Miscellaneous Liberal leadership latest:
• Roy Morgan has conducted an SMS poll of 1288 respondents with two rounds of preferred prime minister question: Malcolm Turnbull versus Bill Shorten, and Peter Dutton versus Bill Shorten. The former credits Turnbull with a lead of 52% to 44.5%, while the latter has Shorten leading 59% to 36.5%. Morgan’s SMS polling doesn’t have a brilliant track record, and it has been noted in comments that the party breakdown figures suggest a sample with an excess of “others” voters, which includes One Nation. Even so, the poll is unlikely to be so flawed that Dutton’s poor showing should be dismissed outright. The demographic breakdowns are of interest in that Shorten leads Dutton by about 45% among respondents under 35, but Dutton has a slight lead among those 65 and over, which illustrates that Dutton’s constituency closely reflects that of the Liberal Party as a whole. Dutton also does particularly badly in Victoria, but better in Queensland.

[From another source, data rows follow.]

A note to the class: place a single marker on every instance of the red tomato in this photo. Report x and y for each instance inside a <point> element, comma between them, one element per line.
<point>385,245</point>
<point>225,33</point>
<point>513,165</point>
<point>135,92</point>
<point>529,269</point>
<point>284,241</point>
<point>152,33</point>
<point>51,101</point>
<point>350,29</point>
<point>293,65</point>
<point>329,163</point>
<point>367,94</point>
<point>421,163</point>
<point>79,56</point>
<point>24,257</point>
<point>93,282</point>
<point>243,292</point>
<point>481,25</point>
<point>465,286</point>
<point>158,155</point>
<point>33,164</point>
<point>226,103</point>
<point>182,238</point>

• The government has referred the question of Peter Dutton’s potential Section 44 ineligibility to the Solicitor-General, Stephen Donaghue, as Labor circulates advice that a “reasonable prospect” exists that the High Court would disqualify him, given the chance. Malcolm Turnbull’s equivocal comments about the matter in Question Time yesterday angered Dutton’s supporters, given the matter can very easily be swept aside by making no move to refer it to the High Court. The prohibition on parliamentarians with a “direct or indirect pecuniary interest in any agreement with the Public Service of the Commonwealth” was interpreted with extreme narrowness by Chief Justice Garfield Barwick in 1975, then far more broadly by a majority of the court in the Bob Day case last year. It seems a case can be made either way as to whether Peter Dutton lands on the wrong side of the new line, by reason of a family trust that owns two childcare centres in receipt of government subsidies. Anne Twomey in The Conversation notes the government could face a welter of litigation arising over any action taken by Dutton as minister while ineligible, which would apply from three months after the time he became subject to the pecuniary interest.

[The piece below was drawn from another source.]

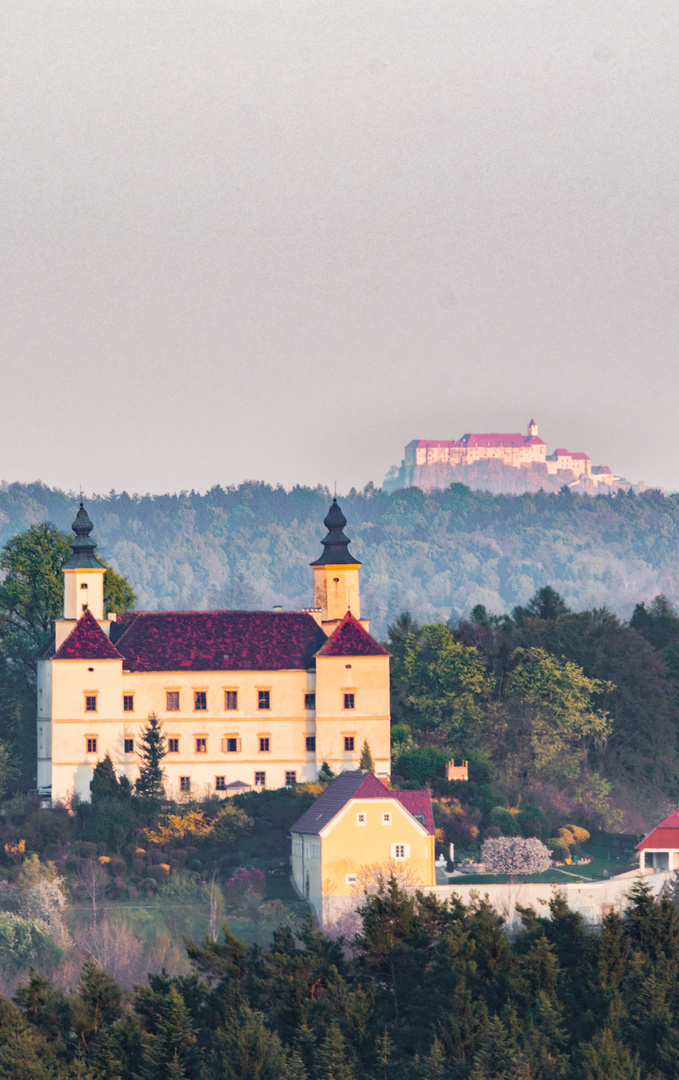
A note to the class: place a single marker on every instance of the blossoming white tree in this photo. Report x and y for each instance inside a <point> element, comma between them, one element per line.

• Antony Green lays out the case against an early election. On top of anything else, it is noted that the Liberals simply aren’t ready for one, financially or in terms of candidate selection. He also comes down hard on the notion that Malcolm Turnbull could forestall a leadership defeat by going to an early election (which may owe its popularity to the end of season three of The Thick of It), on the grounds that it is so obviously self-defeating as to be unworthy of consideration.
• Nonetheless, the potential for a dissolution to be requested by a tottering leader raises intriguing constitutional questions. In her book The Veiled Sceptre: Reserve Powers of Heads of State in Westminster Systems, Anne Twomey cites somewhat contrary views from Robert Blackburn, who suggests a Governor-General would be “duty-bound to reject any request by a Prime Minister for dissolution during a leadership contest”, and George Winterton, who argues a chief minister should be required to demonstrate his or her support on the floor of parliament where the matter is in doubt. Blackburn’s quote raises the question of what constitutes a leadership contest, which is distinctly different in the British context he was addressing as compared with Australian practice. Winterton’s point arose in a piece on Australian state Governors, and well describes the attitude taken by Queensland Governor Walter Campbell in 1987, when Joh Bjelke-Petersen was setting the current record for intransigence by a leader in the process of being ousted by his party.